Le porte-parole a affirmé que « beaucoup de choses ont changé dans le monde d’aujourd’hui, mais les États-Unis utilisent toujours le même ‘modus operandi’ pour fabriquer des mensonges ».

Le ministère chinois des affaires étrangères estime que Washington ne dit pas la vérité : « Les États-Unis ont utilisé un tube à essai, contenant ce que l’on pense être de la poudre à laver, comme preuve pour accuser l’Irak de cacher des armes de destruction massive et ont déclenché la guerre. Aujourd’hui, 20 ans plus tard, citant les « témoignages » d’une poignée d’acteurs pathétiques, les États-Unis affirment qu’il y a eu « génocide » et « travail forcé » au Xinjiang, et ont imposé des sanctions et adopté une législation pour sévir contre la Chine ».

Il a en outre noté que le « modus operandi » du pays « reste le même », puisqu’il a remplacé « la poudre blanche par le coton du Xinjiang chinois ».

Wenbin a souligné que les « mensonges » relatifs au Xinjiang ont été « inventés par les forces anti-chinoises aux États-Unis et ne peuvent pas porter atteinte à la stabilité (…) ou faire taire la voix juste de la communauté internationale qui manifeste son soutien à la Chine ».

En ce sens, se référant aux États-Unis, il a conclu qu' »ils ne feront qu’exposer davantage au monde entier le vrai visage des menteurs et des conspirateurs ».
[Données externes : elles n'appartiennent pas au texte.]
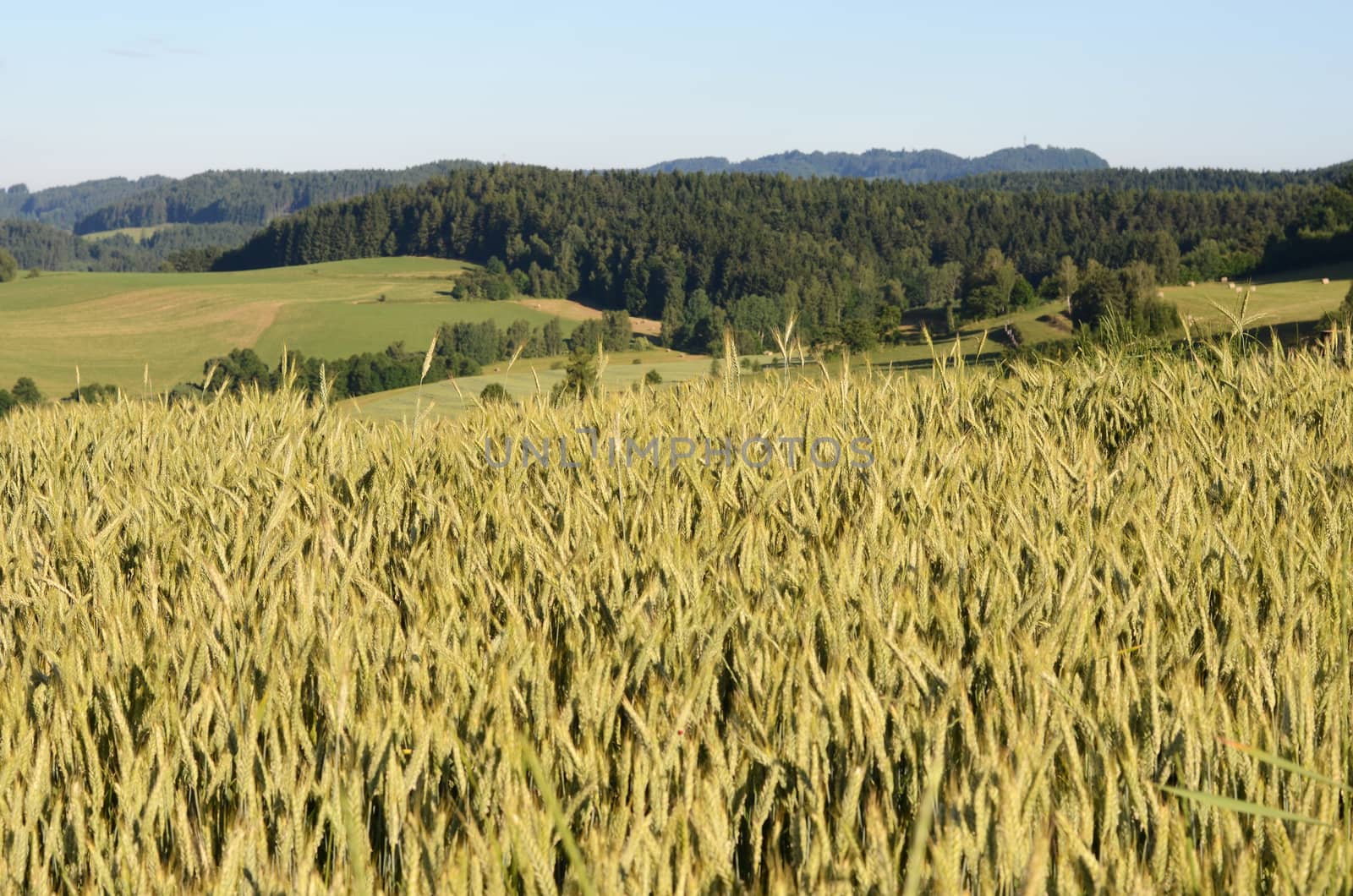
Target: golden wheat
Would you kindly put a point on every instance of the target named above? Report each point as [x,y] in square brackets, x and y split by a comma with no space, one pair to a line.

Le chef du Parti communiste chinois pour la région autonome du Xinjiang, Chen Quanguo, a démissionné en décembre, un an après les sanctions imposées à son encontre par les États-Unis, qui ont désigné l’homme politique comme l’un des principaux exécutants de ce que Washington a décrit comme « une campagne d’abus systématiques contre la minorité ouïgoure ».
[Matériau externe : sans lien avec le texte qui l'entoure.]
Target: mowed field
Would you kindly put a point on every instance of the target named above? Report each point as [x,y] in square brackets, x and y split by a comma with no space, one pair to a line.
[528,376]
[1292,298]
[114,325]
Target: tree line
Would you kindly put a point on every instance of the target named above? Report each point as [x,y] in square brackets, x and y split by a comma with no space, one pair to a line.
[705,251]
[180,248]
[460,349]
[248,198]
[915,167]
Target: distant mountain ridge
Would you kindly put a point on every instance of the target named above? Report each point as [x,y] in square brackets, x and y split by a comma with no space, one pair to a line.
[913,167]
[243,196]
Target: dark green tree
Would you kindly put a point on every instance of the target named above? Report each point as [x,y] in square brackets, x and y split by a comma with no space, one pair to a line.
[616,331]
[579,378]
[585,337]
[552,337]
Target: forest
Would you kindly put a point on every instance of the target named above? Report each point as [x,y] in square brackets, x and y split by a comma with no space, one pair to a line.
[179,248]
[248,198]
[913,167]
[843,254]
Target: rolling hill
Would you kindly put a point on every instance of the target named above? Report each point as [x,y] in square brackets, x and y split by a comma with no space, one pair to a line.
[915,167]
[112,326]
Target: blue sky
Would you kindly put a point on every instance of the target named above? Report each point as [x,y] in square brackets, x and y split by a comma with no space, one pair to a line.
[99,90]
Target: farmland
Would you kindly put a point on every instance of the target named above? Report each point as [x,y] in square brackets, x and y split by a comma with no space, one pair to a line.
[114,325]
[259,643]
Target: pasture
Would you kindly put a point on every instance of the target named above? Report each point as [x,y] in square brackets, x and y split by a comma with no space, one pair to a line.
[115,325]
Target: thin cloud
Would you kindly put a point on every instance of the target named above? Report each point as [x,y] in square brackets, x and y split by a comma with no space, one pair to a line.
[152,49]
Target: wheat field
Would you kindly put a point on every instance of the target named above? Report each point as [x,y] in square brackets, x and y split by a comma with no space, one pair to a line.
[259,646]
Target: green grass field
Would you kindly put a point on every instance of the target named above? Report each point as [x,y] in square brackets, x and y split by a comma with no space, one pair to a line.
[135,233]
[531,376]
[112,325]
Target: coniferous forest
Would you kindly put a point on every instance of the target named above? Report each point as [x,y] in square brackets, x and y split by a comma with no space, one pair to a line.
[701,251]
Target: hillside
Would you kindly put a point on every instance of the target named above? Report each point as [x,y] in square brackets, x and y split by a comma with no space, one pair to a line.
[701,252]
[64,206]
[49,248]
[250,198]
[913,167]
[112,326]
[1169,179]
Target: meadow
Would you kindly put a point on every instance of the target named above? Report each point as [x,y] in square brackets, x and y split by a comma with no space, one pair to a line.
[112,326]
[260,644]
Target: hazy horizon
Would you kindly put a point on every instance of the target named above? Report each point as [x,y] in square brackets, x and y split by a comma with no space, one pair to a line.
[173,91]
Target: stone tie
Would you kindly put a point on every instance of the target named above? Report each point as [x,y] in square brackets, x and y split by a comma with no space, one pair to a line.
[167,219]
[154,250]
« Le Comité central du Parti communiste a nommé Ma Xingrui (jusqu’ici gouverneur de la province de Canton) comme nouveau chef du parti pour le Xinjiang. Chen Quanguo, qui n’occupe plus le poste de secrétaire du Comité régional autonome ouïgour du Xinjiang du parti, recevra une autre nomination, conformément à une décision du Comité central du parti », selon le communiqué repris par l’agence de presse officielle chinoise Xinhua.